Agence France-Presse

Le président du conseil de surveillance du voyagiste en ligne Expedia, Barry Diller, a confirmé lundi que le PDG du groupe Dara Khosrowshahi s'était bien vu proposer le poste de PDG d'Uber et qu'il allait probablement l'accepter, dans un courrier aux employés d'Expedia.

«Comme vous le savez à présent, Dara Khosrowshahi s'est vu proposer la direction d'Uber. Rien n'a encore été finalisé, mais, pour en avoir longuement parlé avec Dara, je pense qu'il a l'intention d'accepter. (...) Je sais que Dara aimerait communiquer avec vous tous, mais je lui ai demandé de ne pas le faire tant que tout n'est pas réglé», écrit M. Diller dans ce courrier envoyé à la SEC, gendarme de la Bourse aux États-Unis, et dévoilé par le site d'informations Recode.
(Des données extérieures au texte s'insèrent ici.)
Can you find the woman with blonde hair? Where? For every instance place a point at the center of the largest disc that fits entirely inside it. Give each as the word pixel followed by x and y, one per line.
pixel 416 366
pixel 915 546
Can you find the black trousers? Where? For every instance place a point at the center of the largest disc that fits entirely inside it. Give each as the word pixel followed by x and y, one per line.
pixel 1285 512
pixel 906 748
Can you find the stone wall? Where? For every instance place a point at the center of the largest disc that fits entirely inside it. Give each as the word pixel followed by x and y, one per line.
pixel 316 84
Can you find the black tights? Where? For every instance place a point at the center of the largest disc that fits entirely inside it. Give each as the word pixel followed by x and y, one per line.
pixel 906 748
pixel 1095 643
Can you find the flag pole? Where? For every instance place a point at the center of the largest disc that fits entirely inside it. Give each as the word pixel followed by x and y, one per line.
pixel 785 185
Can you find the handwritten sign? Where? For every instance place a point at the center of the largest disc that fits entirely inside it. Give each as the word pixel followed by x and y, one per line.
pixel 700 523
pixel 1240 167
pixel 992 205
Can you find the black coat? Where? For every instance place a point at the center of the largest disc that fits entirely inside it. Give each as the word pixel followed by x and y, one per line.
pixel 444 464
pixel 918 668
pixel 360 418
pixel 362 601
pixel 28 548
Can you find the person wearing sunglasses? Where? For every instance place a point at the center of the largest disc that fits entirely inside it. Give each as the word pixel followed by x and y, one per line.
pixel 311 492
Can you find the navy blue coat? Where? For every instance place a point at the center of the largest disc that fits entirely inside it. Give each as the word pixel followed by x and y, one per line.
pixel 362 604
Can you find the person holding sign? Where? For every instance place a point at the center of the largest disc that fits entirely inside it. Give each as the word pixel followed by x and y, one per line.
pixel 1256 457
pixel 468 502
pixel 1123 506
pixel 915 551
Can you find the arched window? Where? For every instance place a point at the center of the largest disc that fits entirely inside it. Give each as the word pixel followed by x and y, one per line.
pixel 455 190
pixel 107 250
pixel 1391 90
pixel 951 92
Plus tôt aujourd'hui, le New York Times avait révélé que M. Khosrowshahi avait été nommé dimanche nouveau PDG d'Uber en remplacement de Travis Kalanick, qui avait été contraint de démissionner en juin.

«M. Khosrowshahi a émergé comme candidat leader pour être PDG à l'issue de réunions du comité de direction de Uber avec trois finalistes», indiquait le journal qui cite «deux personnes proches du processus» de nomination ayant requis l'anonymat.

Uber, leader de la réservation de voiture avec chauffeur, n'était pas immédiatement joignable pour confirmer ou infirmer cette information.

Dara Khosrowshahi avait pris la tête d'Expedia en 2005 et a largement contribué depuis à son expansion notamment grâce à des acquisitions.

Expedia est l'un des plus gros voyagistes en ligne au monde, avec toute une série de sites proposant de réserver des chambres d'hôtel, des billets d'avion ou des voitures de location comme Hotels.com, hotwire, Travelocity, hotelclub.com, cheaptickets.com, Egencia, Trivago, CarRentals.com...

Originaire d'Iran, M. Khosrowshahi est également membre du comité de direction de The New York Times Company depuis 2015.

Patron controversé

Patron emblématique, mais controversé, Travis Kalanick avait dû démissionner sous la pression d'investisseurs soucieux de redorer l'image de Uber, ternie par des scandales, sur fond d'accusation de harcèlement sexuel ou de vol de technologies.

Les hostilités sont montées d'un cran ce mois-ci avec la plainte d'un investisseur du groupe, le fonds Benchmark Capital Partners, qui a accusé l'ex-PDG de manoeuvrer auprès du conseil d'administration pour revenir. Travis Kalanick a répliqué en accusant le fonds de mener une campagne «indigne» destinée à l'écarter définitivement du groupe.

Uber s'est en outre mis à dos les taxis qui voient en lui leur mort programmée, les régulateurs de nombreux pays qui cherchent à lui faire barrage, et même ses propres chauffeurs, qui réclament de meilleures rémunérations ou un statut plus protecteur.

Si la nomination de M. Khosrowshahi était confirmée, sa tâche serait donc immense.

Il devra sans doute s'attacher à restaurer une culture d'entreprise assainie tout en faisant face aux batailles juridiques et au bilan négatif de l'entreprise.